The scientific name on this one is Elaeophora schneideri, a mouthful for sure. And that’s also an apt description for what it does to a whitetail deer. The arterial worm resides in a deer’s neck inside the carotid artery. The 3- to 5-inch-long worms eventually cut down blood flow to the deer’s facial muscles, leaving it unable to chew and process food. That food forms a compaction in the side of the deer’s mouth, resulting in a large bulge on the jaw and leading to another common name for the parasite, lump or lumpy jaw. Infected deer may eventually become so impacted that they can no longer eat, leading to starvation.
Elk are even more susceptible to this parasite than whitetails, often experiencing blindness or decomposition of their muzzle area once infected. Mule deer and blacktails, while they can carry the parasite, seem to be immune to its effect.
Also known as brain worm, these live in the meninges of the deer, which is the layer of tissue that surrounds the brain. They get there when the deer consumes a small snail or slug infected with the nematode. It then passes from the stomach to the spinal cord, and eventually makes it to the deer’s brain.
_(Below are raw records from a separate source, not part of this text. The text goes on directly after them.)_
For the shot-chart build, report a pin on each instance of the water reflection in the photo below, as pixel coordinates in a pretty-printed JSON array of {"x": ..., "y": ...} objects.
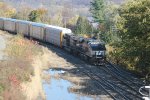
[{"x": 58, "y": 89}]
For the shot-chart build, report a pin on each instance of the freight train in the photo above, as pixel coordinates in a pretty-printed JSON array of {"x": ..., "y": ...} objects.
[{"x": 89, "y": 49}]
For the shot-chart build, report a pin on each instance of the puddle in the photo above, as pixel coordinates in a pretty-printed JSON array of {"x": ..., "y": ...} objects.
[
  {"x": 58, "y": 89},
  {"x": 2, "y": 47}
]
While whitetail deer seem to be mostly immune to the effects of brain worm, that doesn’t mean hunters shouldn’t be concerned over this parasite. When infected deer are transported to areas where the parasite doesn’t exist, they can transfer it to elk, moose, other cervids, and even some domestic livestock, all of which seem to lack the whitetail’s immunity and can suffer neurological disease and death as a result. Kentucky Department of Fish and Wildlife Biologists Joe Lacefield reports that brain worm was one of the Department’s chief concerns when stocking western elk into the state in the late 1990s.
If you’re a fan of deer liver and onions, watch for this one. The fluke looks like a leech and generally ranges from 1 to 3 inches in length. Liver flukes are the same color as the deer’s liver, making them difficult to spot.
In extreme cases, liver fluke infestations can be fatal. A necropsy on a deceased Louisiana doe in 2015 revealed a whopping 53 liver flukes and attributed the resulting liver damage with the deer’s death.
When you prepare your liver for a recipe, watch for any open capsules inside the liver itself as you slice. The flukes live inside these open capsules, feeding on the deer’s blood as it passes through the liver.
Should any of this cause concern? Not really. Except for ticks, very few of these parasites cause any trouble at all for hunters. Most of the wild, and several of the domestic, animals we are familiar with carry similar parasite loads. Venison is still one of the healthiest proteins we can feed our families and we eat it multiple times a week around here.